По-русски, по-татарски, по-немецки
А уже совсем стемнело. Маленькая печка-подтопка в нашей комнате, сложенная так хитро, что дров брала немного, а жару отдавала щедро, уже прогорела. Бабушка затопила ее еще до моего прихода. И мы с ней и с моим пятилетним братиком Толиком сели перед ее раскрытой дверцей прямо на пол, согретый жаром, пышущим от углей. По их драгоценной зыбкой россыпи перебегали легкие огоньки, голубые и белые, но все реже; и сизая нежная поволока, реющая над грудой жара, то и дело прорываемая вспышками раскаленного добела даже и не огня, а как бы просто света, таящегося в сердцевине груды, - эта поволока все плотнее обволакивала жар, оседая на самых верхних, пока еще отдельных угольках холодноватым налетом пепла. Глаза трудно отвести от огненной красы. Малиновые, светящиеся, и мрачно темнеющие густой багровой краснотой, и золотые, и сизые, и совсем белые угли лежали неподвижно, но, как в медленно вравдающемся калейдоскопе, непрерывно менялся общий вид огненной груды, и как ни ярились светящиеся белые и голубые - темно-красные и матово-сизые брали верх, в печи смеркалось, тускнело, как при заходе солнца. Сама яростная куча углей приседала, уменьшалась. Рассыпались, потрескивая, крупные угли. Было жалко, что зрелище кончалось. Я взяла кочергу и, как в пасть злого зверя, вонзила ее в угли. Брызнули, взвились золотые и белые искры, ожила печь, но и это было не надолго.

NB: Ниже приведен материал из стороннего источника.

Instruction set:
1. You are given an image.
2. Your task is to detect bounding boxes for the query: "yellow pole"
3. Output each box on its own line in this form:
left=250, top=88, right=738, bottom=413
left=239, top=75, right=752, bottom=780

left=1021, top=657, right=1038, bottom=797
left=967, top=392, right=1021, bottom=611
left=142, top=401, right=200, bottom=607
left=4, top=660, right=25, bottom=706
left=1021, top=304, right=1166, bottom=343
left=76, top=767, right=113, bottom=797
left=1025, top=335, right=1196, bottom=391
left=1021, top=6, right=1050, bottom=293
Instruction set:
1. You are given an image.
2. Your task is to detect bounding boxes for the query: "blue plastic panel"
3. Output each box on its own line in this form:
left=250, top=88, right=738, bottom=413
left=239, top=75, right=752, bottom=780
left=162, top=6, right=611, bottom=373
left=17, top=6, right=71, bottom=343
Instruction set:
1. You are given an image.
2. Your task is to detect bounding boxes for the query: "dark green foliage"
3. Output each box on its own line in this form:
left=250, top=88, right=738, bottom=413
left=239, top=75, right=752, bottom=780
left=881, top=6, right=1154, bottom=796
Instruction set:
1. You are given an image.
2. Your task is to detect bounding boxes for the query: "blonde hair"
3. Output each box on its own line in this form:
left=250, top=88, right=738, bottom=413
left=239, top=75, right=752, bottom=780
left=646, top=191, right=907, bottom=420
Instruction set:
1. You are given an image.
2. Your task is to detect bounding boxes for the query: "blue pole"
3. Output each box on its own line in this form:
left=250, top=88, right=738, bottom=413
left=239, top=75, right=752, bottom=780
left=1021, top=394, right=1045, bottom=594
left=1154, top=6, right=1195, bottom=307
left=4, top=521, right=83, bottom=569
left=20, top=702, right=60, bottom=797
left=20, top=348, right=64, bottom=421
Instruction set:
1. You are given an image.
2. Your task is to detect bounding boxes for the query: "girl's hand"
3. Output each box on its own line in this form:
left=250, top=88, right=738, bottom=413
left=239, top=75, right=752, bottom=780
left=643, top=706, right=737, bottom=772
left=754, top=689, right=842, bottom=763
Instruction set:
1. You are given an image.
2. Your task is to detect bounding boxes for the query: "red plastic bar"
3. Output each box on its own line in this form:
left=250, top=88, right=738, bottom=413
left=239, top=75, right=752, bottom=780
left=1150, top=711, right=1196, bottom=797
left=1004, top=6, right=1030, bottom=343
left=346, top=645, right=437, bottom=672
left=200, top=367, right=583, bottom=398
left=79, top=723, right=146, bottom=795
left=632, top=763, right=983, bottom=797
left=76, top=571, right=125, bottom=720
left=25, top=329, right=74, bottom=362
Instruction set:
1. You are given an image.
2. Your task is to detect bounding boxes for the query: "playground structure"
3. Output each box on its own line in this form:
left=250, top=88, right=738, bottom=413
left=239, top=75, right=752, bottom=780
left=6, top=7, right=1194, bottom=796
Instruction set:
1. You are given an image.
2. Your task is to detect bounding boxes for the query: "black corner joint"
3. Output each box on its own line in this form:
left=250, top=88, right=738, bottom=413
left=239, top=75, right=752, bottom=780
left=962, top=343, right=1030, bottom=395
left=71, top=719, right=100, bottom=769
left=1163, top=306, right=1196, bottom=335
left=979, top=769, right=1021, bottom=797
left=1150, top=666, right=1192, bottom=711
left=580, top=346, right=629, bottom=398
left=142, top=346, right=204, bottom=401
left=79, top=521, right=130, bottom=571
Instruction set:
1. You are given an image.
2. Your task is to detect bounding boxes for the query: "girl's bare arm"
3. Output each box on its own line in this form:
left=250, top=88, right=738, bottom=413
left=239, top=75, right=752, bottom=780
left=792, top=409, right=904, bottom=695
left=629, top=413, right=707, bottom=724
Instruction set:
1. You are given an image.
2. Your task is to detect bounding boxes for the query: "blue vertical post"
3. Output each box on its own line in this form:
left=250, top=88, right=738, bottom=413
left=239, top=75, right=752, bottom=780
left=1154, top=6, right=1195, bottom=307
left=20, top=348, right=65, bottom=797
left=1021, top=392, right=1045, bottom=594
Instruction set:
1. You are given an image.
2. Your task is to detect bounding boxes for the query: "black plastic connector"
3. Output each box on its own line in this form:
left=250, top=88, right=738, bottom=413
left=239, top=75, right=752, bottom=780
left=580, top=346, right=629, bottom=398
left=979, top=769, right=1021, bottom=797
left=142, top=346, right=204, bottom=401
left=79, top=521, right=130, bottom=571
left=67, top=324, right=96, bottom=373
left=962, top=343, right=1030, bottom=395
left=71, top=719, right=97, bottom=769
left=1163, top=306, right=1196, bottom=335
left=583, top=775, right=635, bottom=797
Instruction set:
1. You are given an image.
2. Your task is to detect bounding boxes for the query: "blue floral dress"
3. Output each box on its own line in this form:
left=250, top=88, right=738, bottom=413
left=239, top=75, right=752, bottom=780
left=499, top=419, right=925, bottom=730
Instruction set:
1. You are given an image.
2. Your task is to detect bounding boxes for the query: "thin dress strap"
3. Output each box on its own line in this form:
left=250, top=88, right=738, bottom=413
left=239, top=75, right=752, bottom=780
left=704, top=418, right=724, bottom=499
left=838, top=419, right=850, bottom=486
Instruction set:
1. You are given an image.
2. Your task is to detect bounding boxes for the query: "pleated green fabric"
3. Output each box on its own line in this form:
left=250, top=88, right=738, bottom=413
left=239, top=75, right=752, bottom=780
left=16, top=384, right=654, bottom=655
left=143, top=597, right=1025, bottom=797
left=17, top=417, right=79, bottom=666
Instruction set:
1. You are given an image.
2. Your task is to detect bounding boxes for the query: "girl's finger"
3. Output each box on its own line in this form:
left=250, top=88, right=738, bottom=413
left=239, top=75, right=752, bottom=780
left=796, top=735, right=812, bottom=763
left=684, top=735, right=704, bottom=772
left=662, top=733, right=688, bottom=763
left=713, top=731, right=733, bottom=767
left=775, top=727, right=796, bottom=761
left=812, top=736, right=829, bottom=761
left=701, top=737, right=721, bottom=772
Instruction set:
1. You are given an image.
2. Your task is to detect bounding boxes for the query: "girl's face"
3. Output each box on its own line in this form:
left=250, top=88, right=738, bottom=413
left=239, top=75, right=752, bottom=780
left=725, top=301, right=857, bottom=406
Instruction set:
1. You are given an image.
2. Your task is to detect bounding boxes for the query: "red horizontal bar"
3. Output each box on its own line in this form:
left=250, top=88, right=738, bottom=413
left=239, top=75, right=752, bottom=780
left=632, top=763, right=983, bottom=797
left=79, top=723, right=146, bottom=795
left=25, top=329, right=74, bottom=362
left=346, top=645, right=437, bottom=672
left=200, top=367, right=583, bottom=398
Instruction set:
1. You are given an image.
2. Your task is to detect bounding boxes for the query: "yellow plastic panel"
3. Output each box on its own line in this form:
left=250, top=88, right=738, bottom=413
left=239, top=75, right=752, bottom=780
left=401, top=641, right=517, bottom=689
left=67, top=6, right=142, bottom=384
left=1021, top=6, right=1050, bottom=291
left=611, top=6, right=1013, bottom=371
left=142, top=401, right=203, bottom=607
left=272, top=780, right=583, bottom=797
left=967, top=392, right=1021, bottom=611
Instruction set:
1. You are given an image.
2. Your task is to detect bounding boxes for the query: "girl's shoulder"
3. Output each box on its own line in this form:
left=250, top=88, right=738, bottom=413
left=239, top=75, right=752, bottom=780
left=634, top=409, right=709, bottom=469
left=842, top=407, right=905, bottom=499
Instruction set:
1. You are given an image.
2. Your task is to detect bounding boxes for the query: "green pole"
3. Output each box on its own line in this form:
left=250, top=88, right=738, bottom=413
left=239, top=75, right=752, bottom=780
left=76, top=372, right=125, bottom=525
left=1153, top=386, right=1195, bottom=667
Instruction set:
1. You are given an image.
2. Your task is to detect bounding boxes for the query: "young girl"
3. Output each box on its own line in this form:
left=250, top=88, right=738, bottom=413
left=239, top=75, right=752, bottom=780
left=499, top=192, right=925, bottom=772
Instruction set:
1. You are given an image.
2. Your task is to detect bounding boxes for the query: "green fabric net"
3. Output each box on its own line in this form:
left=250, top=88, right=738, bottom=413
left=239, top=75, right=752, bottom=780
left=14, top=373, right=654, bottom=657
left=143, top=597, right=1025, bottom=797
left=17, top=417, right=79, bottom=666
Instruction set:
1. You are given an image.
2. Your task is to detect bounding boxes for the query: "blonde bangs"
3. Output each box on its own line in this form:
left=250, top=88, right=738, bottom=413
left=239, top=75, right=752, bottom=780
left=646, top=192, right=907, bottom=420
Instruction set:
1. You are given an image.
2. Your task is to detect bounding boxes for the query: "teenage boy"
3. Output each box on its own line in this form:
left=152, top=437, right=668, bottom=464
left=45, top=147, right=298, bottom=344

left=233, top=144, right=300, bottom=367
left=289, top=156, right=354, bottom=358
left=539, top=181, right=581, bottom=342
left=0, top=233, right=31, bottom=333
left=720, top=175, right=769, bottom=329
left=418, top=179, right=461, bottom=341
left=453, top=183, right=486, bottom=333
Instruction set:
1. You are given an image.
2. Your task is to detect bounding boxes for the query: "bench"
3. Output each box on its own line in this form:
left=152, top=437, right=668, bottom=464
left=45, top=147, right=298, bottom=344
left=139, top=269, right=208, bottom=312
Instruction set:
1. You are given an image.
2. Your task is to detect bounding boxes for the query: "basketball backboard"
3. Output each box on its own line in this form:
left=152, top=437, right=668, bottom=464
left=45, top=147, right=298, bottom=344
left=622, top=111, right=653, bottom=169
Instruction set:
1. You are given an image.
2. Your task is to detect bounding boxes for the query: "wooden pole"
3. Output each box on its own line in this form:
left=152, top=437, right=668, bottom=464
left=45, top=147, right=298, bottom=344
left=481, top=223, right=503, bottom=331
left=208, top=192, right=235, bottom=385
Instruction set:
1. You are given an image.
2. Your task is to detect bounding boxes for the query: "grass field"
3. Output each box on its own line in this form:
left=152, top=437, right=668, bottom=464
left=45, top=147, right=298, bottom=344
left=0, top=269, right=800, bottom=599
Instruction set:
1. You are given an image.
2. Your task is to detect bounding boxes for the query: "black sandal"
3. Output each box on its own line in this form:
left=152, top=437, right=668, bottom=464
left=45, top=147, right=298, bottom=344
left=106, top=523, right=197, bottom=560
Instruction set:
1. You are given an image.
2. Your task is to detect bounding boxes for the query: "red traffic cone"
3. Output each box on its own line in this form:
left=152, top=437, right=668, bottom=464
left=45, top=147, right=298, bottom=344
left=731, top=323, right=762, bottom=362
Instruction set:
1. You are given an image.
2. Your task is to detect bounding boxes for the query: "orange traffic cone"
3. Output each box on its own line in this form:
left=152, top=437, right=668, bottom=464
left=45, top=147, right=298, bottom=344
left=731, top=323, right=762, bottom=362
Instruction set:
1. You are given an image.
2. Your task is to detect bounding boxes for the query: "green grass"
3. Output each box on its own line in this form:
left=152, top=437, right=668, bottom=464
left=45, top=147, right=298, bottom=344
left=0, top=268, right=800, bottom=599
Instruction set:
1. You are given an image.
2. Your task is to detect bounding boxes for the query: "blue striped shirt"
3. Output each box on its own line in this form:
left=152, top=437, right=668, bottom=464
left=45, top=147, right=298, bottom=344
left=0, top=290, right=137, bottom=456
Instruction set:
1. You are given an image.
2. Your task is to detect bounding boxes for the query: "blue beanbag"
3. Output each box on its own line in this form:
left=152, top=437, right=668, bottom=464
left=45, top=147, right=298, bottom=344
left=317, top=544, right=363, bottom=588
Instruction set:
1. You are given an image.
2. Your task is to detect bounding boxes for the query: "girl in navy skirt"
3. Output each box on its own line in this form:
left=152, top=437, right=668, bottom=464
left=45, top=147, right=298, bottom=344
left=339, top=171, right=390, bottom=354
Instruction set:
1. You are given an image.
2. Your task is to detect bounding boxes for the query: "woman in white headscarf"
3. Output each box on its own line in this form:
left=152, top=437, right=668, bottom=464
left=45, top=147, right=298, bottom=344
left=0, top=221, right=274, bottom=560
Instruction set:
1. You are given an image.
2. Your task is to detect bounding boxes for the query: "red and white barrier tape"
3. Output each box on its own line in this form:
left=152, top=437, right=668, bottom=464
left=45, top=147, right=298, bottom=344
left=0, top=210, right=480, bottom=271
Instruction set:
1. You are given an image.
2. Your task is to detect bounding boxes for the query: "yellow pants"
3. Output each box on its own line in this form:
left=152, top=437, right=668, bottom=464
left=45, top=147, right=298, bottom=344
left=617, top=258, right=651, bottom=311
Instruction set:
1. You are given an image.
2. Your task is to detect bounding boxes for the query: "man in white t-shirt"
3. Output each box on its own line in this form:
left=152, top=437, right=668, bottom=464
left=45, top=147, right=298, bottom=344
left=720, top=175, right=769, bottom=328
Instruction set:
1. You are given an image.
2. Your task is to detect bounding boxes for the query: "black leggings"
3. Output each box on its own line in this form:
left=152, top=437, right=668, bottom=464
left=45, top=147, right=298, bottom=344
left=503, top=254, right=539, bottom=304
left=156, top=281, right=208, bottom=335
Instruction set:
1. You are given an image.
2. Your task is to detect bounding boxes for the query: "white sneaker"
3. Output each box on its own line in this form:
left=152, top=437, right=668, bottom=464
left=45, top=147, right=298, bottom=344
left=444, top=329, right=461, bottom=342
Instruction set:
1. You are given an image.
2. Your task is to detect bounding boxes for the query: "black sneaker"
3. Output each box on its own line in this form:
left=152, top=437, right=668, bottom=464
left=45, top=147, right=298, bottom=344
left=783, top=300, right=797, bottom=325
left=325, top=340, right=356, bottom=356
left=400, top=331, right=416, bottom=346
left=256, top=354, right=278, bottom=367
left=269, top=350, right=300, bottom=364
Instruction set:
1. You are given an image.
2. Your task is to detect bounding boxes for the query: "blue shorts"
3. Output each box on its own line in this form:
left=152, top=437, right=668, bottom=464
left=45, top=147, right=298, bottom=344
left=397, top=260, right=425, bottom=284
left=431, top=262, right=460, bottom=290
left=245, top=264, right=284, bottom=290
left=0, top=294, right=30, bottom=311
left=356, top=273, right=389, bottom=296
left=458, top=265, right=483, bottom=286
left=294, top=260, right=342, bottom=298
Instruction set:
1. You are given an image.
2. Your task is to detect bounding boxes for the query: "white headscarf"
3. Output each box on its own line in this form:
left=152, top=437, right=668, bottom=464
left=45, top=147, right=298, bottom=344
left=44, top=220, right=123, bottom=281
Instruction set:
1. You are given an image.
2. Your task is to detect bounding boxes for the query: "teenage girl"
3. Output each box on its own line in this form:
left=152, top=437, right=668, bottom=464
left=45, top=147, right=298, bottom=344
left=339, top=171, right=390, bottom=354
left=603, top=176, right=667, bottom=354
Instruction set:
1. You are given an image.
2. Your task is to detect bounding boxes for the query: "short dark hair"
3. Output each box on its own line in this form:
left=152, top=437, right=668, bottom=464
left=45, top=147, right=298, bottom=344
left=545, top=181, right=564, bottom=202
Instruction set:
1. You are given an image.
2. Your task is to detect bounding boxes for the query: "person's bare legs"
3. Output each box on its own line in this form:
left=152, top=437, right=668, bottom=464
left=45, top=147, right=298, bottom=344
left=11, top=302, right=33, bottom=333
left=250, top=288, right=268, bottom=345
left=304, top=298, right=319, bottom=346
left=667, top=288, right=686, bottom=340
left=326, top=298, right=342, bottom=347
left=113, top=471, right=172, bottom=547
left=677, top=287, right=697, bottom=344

- Ну, кончен бал! - сказала бабушка. Взяв из моих рук кочергу, она сгребла все угли в кучу, чуть прикрыла трубу - подвинула заслонку - и велела нам с Толиком закрыть дверцу, чтоб угар не нашел. - Вот совсем побелеют угли, перестанут по ним бегать огоньки, тогда и трубу закроем, - объяснила бабушка.
Но Толик не хотел уходить от печки.
- Пусть огонек смотрит в маленькое окошко, - просил он меня. И я чуть-чуть - узкой щелкой - приоткрыла дверцу.
Брат сидел, доверчиво прижавшись к моему боку головенкой, и я видела сверху сквозь его легкие белые волосики розово просвечивающую кожу, круглую, блестящую, как яблоко, щеку, разогретую печным жаром, маленький носишко и опущенное над щекой темное крылышко длинных ресниц.